While milk can make a protein shake really pop flavour and texture wise, it brings with it additional calories. If you mixed 250ml of semi-skimmed milk in with your whey you would be adding a further 120 calories (in the form of 12g carbs, 9g protein and 4g fat) on top of the 100 calories or so in the whey itself.
This means a protein shake that was intended to be a hit of mid-day protein to support our macros can end up replacing a small meal as it uses up so many of our daily calories!
This is EVEN WORSE for those of us trying to lose weight as liquid calories make us feel less satiated than solid food (external link) does so we end up hungry… Again!
So there is no doubt – protein powder mixed with water is better for weight loss, all else being equal.
Of course a caveat must be applied – a milk-based protein shake can still fit in to a weight loss focused diet depending on your own macros and goals, BUT by virtue of being derived from less satiating liquid calories and using up vital fat and carbohydrate macros that people typically prefer to get from solid foods it is NOT what I would recommend for someone pursuing weight loss.
Is it better to have water or milk with your protein shake?
Bulking vs cutting
Part of this will depend on your goals – either milk or water is a great base for a protein shake, BUT water is DEFINITELY lower in calories.
So if you are cutting you are better to mix with water where you can, and if you are bulking you may be able to fit milk-based shakes in to your macros. Milk also brings some protein of its own so if using milk you might save a few quid on protein powder.

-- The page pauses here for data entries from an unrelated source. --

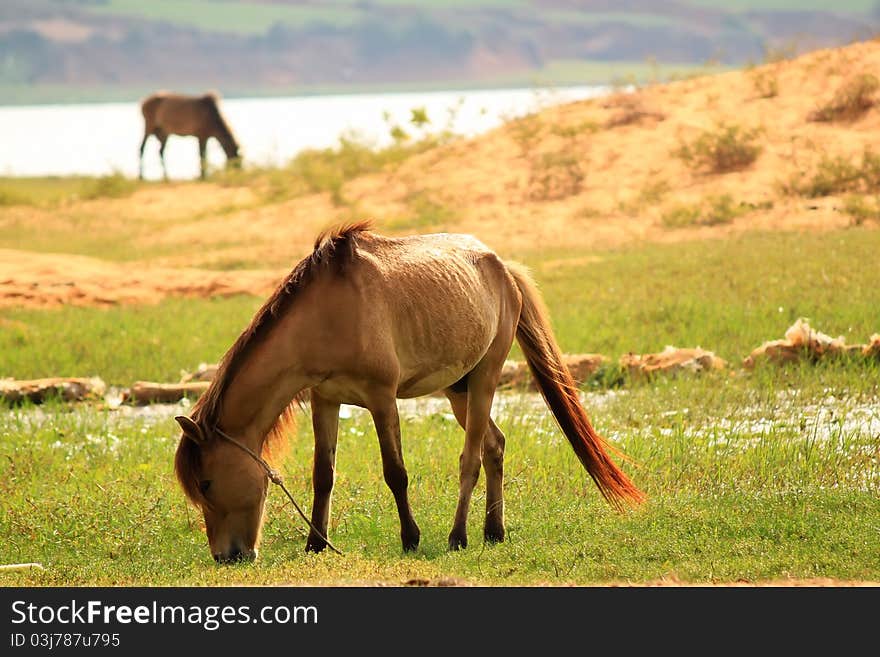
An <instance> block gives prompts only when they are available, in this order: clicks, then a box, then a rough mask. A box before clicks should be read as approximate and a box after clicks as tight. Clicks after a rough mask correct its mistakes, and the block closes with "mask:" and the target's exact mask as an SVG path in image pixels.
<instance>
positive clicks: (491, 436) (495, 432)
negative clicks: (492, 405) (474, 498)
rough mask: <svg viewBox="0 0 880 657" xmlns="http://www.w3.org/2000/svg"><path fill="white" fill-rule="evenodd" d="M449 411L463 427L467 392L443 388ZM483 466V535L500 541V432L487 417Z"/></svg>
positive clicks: (496, 541)
mask: <svg viewBox="0 0 880 657" xmlns="http://www.w3.org/2000/svg"><path fill="white" fill-rule="evenodd" d="M445 392H446V397H447V398H448V399H449V403H450V404H451V405H452V412H453V413H454V414H455V419H456V420H458V423H459V424H460V425H461V428H462V429H466V426H467V393H466V392H455V391H454V390H452V389H451V388H447V389H446V391H445ZM482 460H483V469H484V470H485V471H486V521H485V524H484V525H483V536H484V537H485V539H486V540H487V541H489V542H491V543H497V542H500V541H503V540H504V434H503V433H502V432H501V429H499V428H498V425H496V424H495V422H493V421H492V418H489V430H488V431H487V432H486V433H485V434H483V448H482Z"/></svg>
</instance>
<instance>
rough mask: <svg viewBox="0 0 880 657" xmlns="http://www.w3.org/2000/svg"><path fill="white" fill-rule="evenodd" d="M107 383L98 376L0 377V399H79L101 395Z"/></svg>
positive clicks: (27, 399)
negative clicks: (56, 376)
mask: <svg viewBox="0 0 880 657" xmlns="http://www.w3.org/2000/svg"><path fill="white" fill-rule="evenodd" d="M106 390H107V385H106V384H105V383H104V381H103V380H101V379H100V378H98V377H90V378H63V377H51V378H47V379H30V380H16V379H0V400H3V401H6V402H11V403H13V404H18V403H21V402H23V401H25V400H27V401H30V402H33V403H34V404H40V403H42V402H44V401H46V400H47V399H49V398H52V397H58V398H60V399H62V400H64V401H80V400H82V399H87V398H91V397H101V396H103V394H104V392H105V391H106Z"/></svg>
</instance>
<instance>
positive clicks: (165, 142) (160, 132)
mask: <svg viewBox="0 0 880 657" xmlns="http://www.w3.org/2000/svg"><path fill="white" fill-rule="evenodd" d="M154 134H155V135H156V137H157V138H158V139H159V159H160V160H161V161H162V177H163V178H164V179H165V180H168V167H166V166H165V145H166V144H167V143H168V135H167V134H166V133H164V132H161V131H159V130H157V131H156V132H155V133H154Z"/></svg>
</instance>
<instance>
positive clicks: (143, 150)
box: [138, 132, 150, 180]
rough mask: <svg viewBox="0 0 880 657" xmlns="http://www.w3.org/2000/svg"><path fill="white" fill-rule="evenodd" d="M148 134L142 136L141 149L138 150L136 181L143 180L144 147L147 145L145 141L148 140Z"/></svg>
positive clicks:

If you don’t like watery shakes or want to save your macros for other things then a top tip is to use skimmed or 1% milk as a base. Yes – skimmed milk has more calories than water, BUT it brings that lovely silky texture to your shake for a REASONABLE amount of calories.
Speed of digestion
Milk based protein shakes are absorbed slightly slower than water based so bro-science fans will recommend water-based shakes post-workout to zap your muscles in their recovery window. The basis for this is that, as milk thickens when being digested, it can take around 3 hours to be fully absorbed. When whey is mixed in that too also takes a few hours to be fully digested.
In truth I am not personally convinced that this is a big deal. Most studies and material from sources I trust does not stipulate protein source or delivery mechanism as long as sufficient grams are consumed per day (around 1.6g/kg – 3.2g/kg) therefore I don’t subscribe to this being a material factor in our protein consumption decisions.
Plant-based milks with protein powder
If you are vegan, concerned about your carbon footprint or simply prefer it you can have a FANTASTIC shake with plant based milks. Almond and oat milk for example are both an excellent base for a taste shake. Oatly in particular can make for a deliciously creamy drink!
Conclusion
Protein powder tastes great with water when mixed properly. Putting my money where my mouth is, I almost exclusively use water as the base for my protein shakes! I admit that I’m trying to trim a bit of weight but I also ENJOY the shake with water (life is too short to hate what you eat and drink). If I think a protein shake with water is delicious, why should I consume the extra calories to add milk as well? If it ain’t broke, don’t fix it!